This paper concerns the use of Prototype Reduction Schemes (PRS) to optimize the computations involved in typical k-Nearest Neighbor (k-NN) rules. These rules have been successfully used for decades in statistical Pattern Recognition (PR) applications, and have numerous applications because of their known error bounds. For a given data point of unknown identity, the k-NN possesses the phenomenon that it combines the information about the samples from a priori target classes (values) of selected neighbors to, for example, predict the target class of the tested sample. Recently, an implementation of the k-NN, named as the Locally Linear Reconstruction (LLR) [11], has been proposed. The salient feature of the latter is that by invoking a quadratic optimization process, it is capable of systematically setting model parameters, such as the number of neighbors (specified by the parameter, k) and the weights. However, the LLR takes more time than other conventional methods when it has to be applied to classification tasks. To overcome this problem, we propose a strategy of using a PRS to efficiently compute the optimization problem. In this paper, we demonstrate, first of all, that by completely discarding the points not included by the PRS, we can obtain a reduced set of sample points, using which, in turn, the quadratic optimization problem can be computed far more expediently.
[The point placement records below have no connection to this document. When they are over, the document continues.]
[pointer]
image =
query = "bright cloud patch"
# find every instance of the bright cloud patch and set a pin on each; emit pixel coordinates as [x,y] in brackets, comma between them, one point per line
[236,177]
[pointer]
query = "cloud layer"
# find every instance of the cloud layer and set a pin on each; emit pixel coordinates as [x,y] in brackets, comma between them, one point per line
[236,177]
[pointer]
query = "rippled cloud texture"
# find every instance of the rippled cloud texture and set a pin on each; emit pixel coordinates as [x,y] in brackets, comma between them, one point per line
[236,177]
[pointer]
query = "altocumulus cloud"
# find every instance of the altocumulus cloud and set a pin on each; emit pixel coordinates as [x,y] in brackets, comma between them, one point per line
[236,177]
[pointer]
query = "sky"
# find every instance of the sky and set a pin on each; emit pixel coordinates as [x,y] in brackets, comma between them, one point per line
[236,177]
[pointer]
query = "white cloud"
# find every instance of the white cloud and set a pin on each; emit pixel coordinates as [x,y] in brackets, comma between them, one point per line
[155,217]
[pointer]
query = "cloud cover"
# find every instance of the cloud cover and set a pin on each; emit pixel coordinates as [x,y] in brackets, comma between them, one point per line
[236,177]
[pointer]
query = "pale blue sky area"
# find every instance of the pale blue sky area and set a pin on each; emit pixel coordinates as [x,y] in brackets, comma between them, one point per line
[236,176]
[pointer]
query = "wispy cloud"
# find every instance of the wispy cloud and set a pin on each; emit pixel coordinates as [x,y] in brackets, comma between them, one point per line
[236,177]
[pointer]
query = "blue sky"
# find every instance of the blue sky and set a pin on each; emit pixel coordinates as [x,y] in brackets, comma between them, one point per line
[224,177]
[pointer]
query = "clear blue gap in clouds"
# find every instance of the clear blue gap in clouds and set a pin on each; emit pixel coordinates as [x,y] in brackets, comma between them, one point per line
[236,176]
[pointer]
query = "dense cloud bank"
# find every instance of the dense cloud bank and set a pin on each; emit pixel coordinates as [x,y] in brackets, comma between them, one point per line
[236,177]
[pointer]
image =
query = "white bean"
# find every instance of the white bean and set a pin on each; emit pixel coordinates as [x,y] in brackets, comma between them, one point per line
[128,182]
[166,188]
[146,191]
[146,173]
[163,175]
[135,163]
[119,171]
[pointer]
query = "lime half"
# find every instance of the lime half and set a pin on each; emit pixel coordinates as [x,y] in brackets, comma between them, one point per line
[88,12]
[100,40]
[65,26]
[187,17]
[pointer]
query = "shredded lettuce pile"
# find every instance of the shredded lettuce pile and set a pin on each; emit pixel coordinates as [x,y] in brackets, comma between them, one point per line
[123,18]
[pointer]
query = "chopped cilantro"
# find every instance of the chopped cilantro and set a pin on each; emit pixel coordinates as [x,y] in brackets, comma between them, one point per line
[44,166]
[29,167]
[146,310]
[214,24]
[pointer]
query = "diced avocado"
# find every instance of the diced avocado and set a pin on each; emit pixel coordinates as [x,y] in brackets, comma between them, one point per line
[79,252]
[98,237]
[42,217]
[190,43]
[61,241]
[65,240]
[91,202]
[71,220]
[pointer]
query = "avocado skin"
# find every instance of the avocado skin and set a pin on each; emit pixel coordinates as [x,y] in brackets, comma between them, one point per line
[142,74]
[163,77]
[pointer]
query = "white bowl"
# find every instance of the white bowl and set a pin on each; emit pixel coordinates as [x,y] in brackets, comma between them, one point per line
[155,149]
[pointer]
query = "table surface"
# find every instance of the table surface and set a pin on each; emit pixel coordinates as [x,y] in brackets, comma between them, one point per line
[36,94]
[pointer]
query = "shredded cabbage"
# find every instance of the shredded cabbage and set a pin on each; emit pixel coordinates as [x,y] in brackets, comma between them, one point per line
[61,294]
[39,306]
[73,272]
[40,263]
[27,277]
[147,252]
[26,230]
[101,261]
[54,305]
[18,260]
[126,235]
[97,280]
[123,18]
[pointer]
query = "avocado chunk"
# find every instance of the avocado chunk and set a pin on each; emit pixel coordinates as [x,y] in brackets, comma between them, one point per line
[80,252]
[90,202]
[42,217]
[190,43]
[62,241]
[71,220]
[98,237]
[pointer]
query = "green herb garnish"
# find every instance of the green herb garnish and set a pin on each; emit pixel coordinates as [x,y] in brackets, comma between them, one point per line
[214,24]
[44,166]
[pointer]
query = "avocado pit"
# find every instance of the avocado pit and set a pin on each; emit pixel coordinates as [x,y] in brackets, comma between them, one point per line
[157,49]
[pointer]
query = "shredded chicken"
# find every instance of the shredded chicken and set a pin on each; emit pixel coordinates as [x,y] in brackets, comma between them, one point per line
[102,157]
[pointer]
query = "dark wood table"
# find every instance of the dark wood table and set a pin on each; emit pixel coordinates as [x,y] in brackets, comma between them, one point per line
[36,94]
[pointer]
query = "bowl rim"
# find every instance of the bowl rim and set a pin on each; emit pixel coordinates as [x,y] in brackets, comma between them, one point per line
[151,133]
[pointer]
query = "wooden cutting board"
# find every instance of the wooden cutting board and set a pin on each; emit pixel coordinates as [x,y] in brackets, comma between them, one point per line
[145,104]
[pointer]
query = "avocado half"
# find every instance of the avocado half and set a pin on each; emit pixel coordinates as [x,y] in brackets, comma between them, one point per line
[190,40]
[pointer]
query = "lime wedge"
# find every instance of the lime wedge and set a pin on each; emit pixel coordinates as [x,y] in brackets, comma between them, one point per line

The values of the corresponding indices are comparable to those obtained with the original training set (i.e., the one which considers all the data points) even though the computations required to obtain the prototypes and the corresponding classification accuracies are noticeably less. The proposed method has been tested on artificial and real-life data sets, and the results obtained are very promising, and has potential in PR applications.

The second author was partially supported by NSERC, the Natural Sciences and Engineering Research Council of Canada. This work was generously supported by the National Research Foundation of Korea funded by the Korean Government (NRF-2010-0015829).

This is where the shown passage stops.